Fig. 4Differences of plasma levels of inflammatory factor and Grey matter volume between MDD and HCs.
a The data indicate that patients with MDD have significantly higher IL-1β levels (858.30 ± 432.70 pg/ml) than HCs (359.52 ± 160.63 pg/ml). However, the MDD patients showed no significant change in IL-6 and TNF compared with HCs (901.03 ± 617.92 pg/ml vs. 707.31 ± 584.07 pg/ml, 514.12 ± 194.41 pg/ml vs. 414.87 ± 288.36 pg/ml, respectively). ns: p > 0.05, **p < 0.001. b The cold color indicates decreased volume, and the warm color represents the increased volume in MDD compared with HCs. IFG Inferior frontal gyrus, IPL Inferior parietal lobe, CG Cingulate gyrus.
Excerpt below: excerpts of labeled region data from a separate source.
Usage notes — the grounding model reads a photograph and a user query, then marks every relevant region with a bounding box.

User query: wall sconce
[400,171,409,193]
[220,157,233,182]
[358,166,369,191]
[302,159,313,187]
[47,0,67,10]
Fig. 5Correlations between gut microbiome and metabolites, IL-1β, GMV, clinical characteristics of MDD.
Heat map of the Pearson correlation coefficient of 94 species of the gut microbiome, IL-1β, 34 metabolites, and 5 brain regions as well as 6 clinical indexes. The X-axis is clinical indexes (including age, gender, and clinical scales), IL-1β, metabolites (consisted mainly of organic acids and derivatives, vitamins, lipids, and lipid-like molecules, etc.), and GMV of brain regions, in order. Y-axis is the 94 species of the gut microbiome. Red squares indicate positive associations; while blue squares indicate negative associations. The statistical significance was denoted on the squares (*p < 0.05, **p < 0.01). HAMD-17 The 17-item Hamilton Depression scale, HAMA Hamilton Anxiety Scale, IDS-SR30 30-item Inventory of Depressive Symptoms-Self Report, QIDS-SR16 16-item Quick Inventory of Depressive Symptomatology-Self Report, IFG Inferior frontal gyrus, IPL Inferior parietal lobe, CG Cingulate gyrus.